This repo contains simple Python utilities for identifying crosslingual textual reuse. Quickstart:
git clone https://github.com/duhaime/detect_reuse
cd detect_reuse
cd text_cleaning_resources
gunzip normalized_stats_one_million.txt
cd ../
python combinatorial_ngrams.py sample/encyclopedie_volume05_translated.txt sample/goldsmith_animated_nature_full_unsplit.txt 8 4 4
This command looks for textual reuse between "sample/encyclopedie_volume05_translated.txt" and "sample/goldsmith_animated_nature_full_unsplit.txt"
translate_texts/translate_text.py
uses goslate (pip install goslate
) to translate all texts into a common language. Usage:
python translate_text.py encyclopedie_volume05.txt "en" "utf-8"
Where the arguments in order are: the text to be translated, the language into which the text should be translated, and the encoding of the input.

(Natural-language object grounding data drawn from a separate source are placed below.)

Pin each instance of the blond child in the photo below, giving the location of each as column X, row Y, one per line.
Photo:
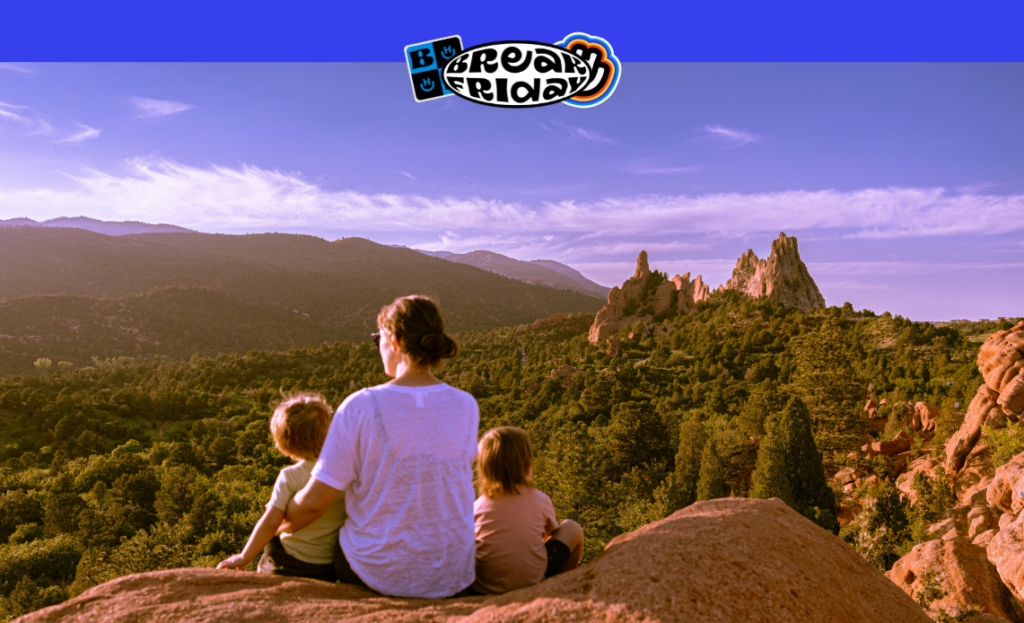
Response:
column 518, row 539
column 299, row 425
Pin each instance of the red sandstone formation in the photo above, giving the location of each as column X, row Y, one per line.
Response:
column 616, row 314
column 729, row 561
column 782, row 277
column 963, row 572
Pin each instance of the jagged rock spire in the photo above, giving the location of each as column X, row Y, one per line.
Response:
column 782, row 277
column 643, row 268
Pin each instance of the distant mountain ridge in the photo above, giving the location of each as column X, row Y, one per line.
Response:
column 108, row 227
column 538, row 272
column 69, row 293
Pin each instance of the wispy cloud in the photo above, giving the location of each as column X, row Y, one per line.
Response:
column 730, row 137
column 6, row 112
column 846, row 268
column 657, row 166
column 147, row 109
column 84, row 133
column 211, row 198
column 27, row 117
column 571, row 133
column 11, row 67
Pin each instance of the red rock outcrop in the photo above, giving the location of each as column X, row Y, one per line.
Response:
column 982, row 410
column 925, row 417
column 1006, row 550
column 1000, row 361
column 782, row 277
column 963, row 572
column 1004, row 491
column 616, row 314
column 723, row 561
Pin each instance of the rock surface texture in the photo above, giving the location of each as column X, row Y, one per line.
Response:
column 1000, row 361
column 963, row 572
column 723, row 561
column 782, row 277
column 978, row 552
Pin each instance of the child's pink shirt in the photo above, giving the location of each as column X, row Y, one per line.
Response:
column 510, row 532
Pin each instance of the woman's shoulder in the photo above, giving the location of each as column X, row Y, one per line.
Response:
column 357, row 402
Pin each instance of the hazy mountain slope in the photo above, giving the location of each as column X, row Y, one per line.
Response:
column 523, row 271
column 98, row 226
column 175, row 322
column 573, row 275
column 339, row 286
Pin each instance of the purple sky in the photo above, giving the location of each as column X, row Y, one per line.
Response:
column 903, row 182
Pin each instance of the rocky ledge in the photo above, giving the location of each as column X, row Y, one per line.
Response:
column 732, row 559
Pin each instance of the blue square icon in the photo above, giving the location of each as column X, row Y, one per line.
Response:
column 426, row 60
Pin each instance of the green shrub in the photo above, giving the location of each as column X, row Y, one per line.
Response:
column 55, row 557
column 1007, row 443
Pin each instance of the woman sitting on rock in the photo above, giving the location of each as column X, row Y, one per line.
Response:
column 402, row 454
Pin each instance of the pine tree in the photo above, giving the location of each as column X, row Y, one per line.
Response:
column 764, row 401
column 712, row 483
column 682, row 483
column 811, row 494
column 829, row 387
column 770, row 478
column 790, row 467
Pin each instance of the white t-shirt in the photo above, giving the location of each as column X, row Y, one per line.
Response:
column 314, row 543
column 403, row 456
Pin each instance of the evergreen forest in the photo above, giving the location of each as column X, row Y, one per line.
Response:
column 117, row 465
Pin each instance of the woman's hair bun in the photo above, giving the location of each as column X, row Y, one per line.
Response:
column 418, row 325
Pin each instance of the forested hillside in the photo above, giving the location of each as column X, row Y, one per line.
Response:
column 70, row 295
column 124, row 466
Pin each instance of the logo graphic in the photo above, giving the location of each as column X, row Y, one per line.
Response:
column 516, row 74
column 604, row 67
column 581, row 71
column 426, row 60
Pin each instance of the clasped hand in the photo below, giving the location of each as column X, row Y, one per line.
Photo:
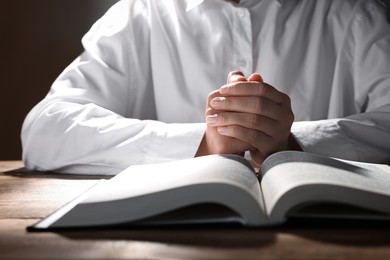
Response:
column 247, row 115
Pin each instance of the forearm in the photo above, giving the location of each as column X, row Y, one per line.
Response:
column 88, row 139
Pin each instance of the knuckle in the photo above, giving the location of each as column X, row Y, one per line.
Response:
column 253, row 137
column 253, row 121
column 258, row 105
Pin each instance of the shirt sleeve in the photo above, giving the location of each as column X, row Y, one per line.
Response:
column 364, row 136
column 99, row 116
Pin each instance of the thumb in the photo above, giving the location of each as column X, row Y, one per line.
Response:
column 255, row 77
column 235, row 76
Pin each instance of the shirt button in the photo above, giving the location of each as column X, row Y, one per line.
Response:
column 241, row 63
column 241, row 13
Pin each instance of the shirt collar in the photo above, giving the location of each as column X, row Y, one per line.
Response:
column 191, row 4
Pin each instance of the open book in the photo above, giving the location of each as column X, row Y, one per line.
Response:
column 225, row 188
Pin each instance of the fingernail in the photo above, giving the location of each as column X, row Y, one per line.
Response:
column 222, row 130
column 236, row 78
column 211, row 119
column 216, row 102
column 224, row 89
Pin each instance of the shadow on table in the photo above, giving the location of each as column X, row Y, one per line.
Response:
column 24, row 173
column 339, row 232
column 220, row 236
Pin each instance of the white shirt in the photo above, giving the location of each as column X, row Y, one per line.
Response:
column 137, row 94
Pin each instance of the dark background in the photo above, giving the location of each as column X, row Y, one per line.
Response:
column 38, row 39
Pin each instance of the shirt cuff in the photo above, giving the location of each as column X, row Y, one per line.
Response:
column 324, row 137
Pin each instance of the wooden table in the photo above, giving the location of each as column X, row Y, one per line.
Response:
column 26, row 197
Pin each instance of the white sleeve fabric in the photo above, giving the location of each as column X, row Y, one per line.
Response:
column 364, row 136
column 87, row 123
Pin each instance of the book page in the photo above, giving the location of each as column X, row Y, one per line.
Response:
column 291, row 179
column 144, row 191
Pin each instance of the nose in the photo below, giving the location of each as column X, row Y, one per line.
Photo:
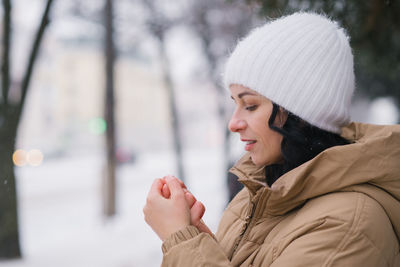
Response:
column 236, row 124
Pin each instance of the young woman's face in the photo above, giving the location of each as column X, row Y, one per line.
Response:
column 250, row 120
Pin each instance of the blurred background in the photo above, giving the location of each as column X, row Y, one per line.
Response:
column 100, row 97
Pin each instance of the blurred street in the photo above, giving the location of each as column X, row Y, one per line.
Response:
column 60, row 209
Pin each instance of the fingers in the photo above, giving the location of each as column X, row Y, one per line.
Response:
column 190, row 199
column 197, row 212
column 165, row 191
column 171, row 176
column 204, row 228
column 156, row 187
column 174, row 187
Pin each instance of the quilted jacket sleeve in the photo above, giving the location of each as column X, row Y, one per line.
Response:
column 189, row 247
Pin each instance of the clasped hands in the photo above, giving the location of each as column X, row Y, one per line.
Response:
column 170, row 207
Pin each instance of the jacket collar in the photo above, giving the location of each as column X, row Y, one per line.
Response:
column 372, row 158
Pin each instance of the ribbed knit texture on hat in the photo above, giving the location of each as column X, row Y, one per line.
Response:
column 302, row 62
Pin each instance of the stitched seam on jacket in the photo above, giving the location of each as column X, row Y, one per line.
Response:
column 352, row 229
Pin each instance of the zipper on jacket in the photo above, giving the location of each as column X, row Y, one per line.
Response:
column 260, row 204
column 246, row 225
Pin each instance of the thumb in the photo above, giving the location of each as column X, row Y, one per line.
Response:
column 174, row 187
column 197, row 212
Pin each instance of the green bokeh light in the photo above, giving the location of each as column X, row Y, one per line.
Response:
column 97, row 126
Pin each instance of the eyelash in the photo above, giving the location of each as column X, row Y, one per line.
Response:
column 251, row 108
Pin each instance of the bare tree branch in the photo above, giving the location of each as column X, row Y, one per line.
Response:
column 5, row 68
column 32, row 58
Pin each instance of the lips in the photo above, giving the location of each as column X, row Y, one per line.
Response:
column 249, row 144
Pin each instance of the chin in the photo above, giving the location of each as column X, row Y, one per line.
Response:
column 257, row 162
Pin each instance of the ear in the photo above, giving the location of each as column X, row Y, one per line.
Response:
column 282, row 115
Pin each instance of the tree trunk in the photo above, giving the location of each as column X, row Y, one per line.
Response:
column 9, row 236
column 175, row 125
column 110, row 183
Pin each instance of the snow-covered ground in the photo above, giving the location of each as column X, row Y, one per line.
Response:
column 60, row 209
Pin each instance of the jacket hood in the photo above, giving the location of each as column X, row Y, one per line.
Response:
column 370, row 164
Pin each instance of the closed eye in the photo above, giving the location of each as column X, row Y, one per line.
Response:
column 251, row 108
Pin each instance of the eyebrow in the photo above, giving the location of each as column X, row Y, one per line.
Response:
column 244, row 93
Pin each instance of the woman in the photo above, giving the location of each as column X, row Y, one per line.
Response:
column 319, row 190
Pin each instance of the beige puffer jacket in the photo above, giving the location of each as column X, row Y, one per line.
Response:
column 341, row 208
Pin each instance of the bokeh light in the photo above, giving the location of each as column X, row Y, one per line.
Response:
column 35, row 157
column 97, row 126
column 20, row 157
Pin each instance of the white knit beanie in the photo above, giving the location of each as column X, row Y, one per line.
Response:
column 302, row 62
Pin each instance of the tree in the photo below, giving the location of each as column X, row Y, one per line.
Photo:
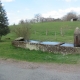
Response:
column 21, row 22
column 69, row 16
column 22, row 30
column 4, row 29
column 38, row 16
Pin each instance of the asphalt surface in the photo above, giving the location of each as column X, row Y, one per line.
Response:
column 13, row 70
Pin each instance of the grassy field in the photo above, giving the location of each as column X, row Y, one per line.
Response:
column 53, row 30
column 38, row 32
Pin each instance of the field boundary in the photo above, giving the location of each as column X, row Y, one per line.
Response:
column 47, row 48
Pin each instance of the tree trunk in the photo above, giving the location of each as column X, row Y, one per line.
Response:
column 0, row 38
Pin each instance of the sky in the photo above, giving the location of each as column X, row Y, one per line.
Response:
column 26, row 9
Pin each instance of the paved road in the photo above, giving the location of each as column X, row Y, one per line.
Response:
column 15, row 70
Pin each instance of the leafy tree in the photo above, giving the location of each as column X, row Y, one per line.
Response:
column 70, row 16
column 4, row 29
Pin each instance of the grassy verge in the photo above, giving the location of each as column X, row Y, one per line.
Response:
column 8, row 51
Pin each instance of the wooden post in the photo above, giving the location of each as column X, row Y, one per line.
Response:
column 55, row 35
column 46, row 32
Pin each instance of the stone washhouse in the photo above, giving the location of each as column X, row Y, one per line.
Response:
column 51, row 47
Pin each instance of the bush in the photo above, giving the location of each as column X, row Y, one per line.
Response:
column 22, row 30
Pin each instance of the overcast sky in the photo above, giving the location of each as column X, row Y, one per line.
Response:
column 26, row 9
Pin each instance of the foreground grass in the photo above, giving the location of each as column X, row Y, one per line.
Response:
column 8, row 51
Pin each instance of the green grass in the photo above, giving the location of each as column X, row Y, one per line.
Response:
column 9, row 51
column 39, row 31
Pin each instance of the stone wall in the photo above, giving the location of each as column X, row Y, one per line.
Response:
column 48, row 48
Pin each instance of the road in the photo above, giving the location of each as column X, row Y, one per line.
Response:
column 21, row 70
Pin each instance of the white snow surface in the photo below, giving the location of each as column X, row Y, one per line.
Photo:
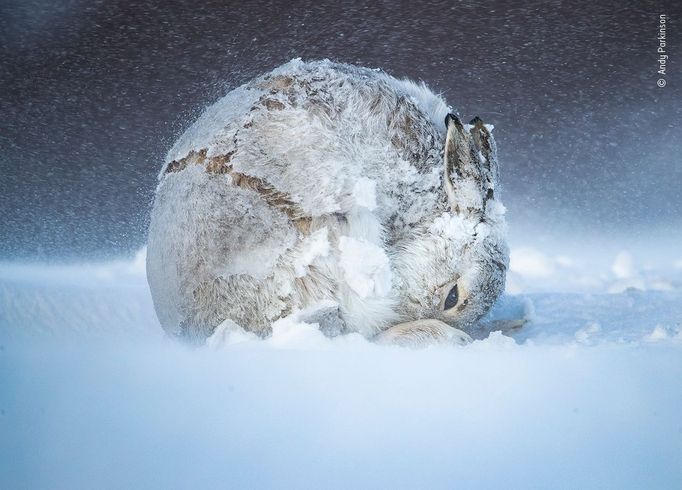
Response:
column 586, row 395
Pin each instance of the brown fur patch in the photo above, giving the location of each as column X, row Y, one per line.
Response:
column 221, row 164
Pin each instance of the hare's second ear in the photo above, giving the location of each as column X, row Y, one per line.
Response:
column 484, row 144
column 470, row 166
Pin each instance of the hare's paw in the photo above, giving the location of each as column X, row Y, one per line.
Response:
column 422, row 333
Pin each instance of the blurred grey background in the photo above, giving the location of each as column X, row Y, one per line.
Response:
column 93, row 93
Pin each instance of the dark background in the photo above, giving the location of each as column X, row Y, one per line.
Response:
column 93, row 94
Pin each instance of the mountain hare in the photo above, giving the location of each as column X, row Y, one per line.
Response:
column 333, row 189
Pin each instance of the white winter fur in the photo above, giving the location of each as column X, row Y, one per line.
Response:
column 360, row 156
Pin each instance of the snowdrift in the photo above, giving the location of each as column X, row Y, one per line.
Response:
column 586, row 395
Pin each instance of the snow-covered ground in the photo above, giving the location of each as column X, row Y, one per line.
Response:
column 588, row 394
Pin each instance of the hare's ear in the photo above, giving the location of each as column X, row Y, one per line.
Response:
column 470, row 166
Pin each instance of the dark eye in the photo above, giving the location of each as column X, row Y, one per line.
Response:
column 451, row 300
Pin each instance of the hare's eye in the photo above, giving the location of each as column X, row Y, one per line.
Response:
column 452, row 298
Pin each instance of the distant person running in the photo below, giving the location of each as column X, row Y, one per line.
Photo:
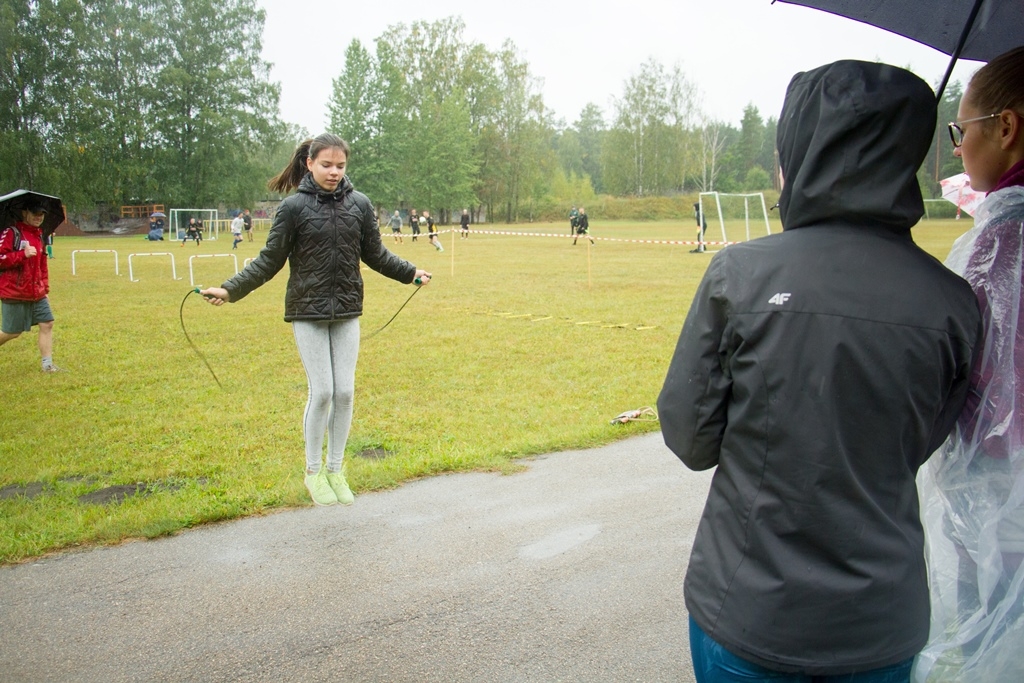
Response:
column 237, row 226
column 701, row 228
column 192, row 232
column 395, row 224
column 583, row 226
column 432, row 231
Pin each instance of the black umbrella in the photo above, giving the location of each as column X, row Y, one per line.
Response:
column 978, row 30
column 12, row 205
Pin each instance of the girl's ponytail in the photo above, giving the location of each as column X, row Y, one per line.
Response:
column 289, row 178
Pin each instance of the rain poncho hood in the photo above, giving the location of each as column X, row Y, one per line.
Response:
column 973, row 488
column 850, row 144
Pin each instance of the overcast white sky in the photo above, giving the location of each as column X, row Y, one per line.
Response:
column 736, row 51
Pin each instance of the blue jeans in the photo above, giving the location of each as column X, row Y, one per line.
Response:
column 714, row 664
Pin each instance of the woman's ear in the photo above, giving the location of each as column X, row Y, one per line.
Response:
column 1011, row 133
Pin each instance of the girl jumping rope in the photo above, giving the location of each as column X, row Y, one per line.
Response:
column 323, row 231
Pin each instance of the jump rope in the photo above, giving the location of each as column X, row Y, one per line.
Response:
column 196, row 290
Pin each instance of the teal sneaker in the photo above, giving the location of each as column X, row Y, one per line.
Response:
column 320, row 489
column 340, row 487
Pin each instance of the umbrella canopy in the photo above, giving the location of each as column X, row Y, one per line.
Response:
column 970, row 29
column 12, row 204
column 957, row 189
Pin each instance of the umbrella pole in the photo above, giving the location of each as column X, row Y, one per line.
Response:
column 960, row 47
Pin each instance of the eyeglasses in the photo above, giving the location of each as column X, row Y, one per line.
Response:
column 956, row 129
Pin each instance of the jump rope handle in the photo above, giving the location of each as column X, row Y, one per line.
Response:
column 198, row 290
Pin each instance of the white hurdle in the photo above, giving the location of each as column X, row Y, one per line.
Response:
column 192, row 278
column 174, row 270
column 117, row 266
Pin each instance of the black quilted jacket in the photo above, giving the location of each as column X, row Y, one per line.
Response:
column 323, row 236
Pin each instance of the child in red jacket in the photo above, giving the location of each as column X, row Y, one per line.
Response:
column 25, row 283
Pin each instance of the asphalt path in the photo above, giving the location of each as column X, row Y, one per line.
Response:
column 568, row 570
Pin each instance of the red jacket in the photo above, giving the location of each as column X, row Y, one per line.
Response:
column 23, row 278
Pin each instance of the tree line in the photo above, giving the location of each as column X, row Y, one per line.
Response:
column 134, row 101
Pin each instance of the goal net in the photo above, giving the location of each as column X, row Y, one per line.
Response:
column 737, row 216
column 179, row 219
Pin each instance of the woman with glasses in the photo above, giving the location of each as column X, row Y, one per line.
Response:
column 973, row 487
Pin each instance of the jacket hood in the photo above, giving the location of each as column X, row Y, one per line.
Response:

Running the command above transforms Volume V of the French Encyclopédie into English: "L'Encyclopédie vient de faire une excellente acquisition en la personne de M. Bourgelat , Ecuyer du Roi, chef de son Académie à Lyon ..." becomes "The Encyclopedia has made a great acquisition in the person of Mr. Bourgelat, Esquire of the King, the captain of his Academy in Lyons ..."
One can search for textual reuse between two files by running:
python combinatorial_ngrams.py {text_one} {text_two} {window size} {step size} {ngram size}
{window size} = the size of the sliding window to be created
{step size} = number of words to advance the sliding window when it moves, and
{ngram size} = number of words to include in each ngram.
The output will contain data in the following format:
path_to_text_one {tab} path_to_text_two {tab} number_of_shared_ngrams {tab} sentence_from_text_one {tab} sentence_from_text_two {newline}
Sorting by the third column can give an estimate of textual similarity between the passages, with more similar passages having higher values here.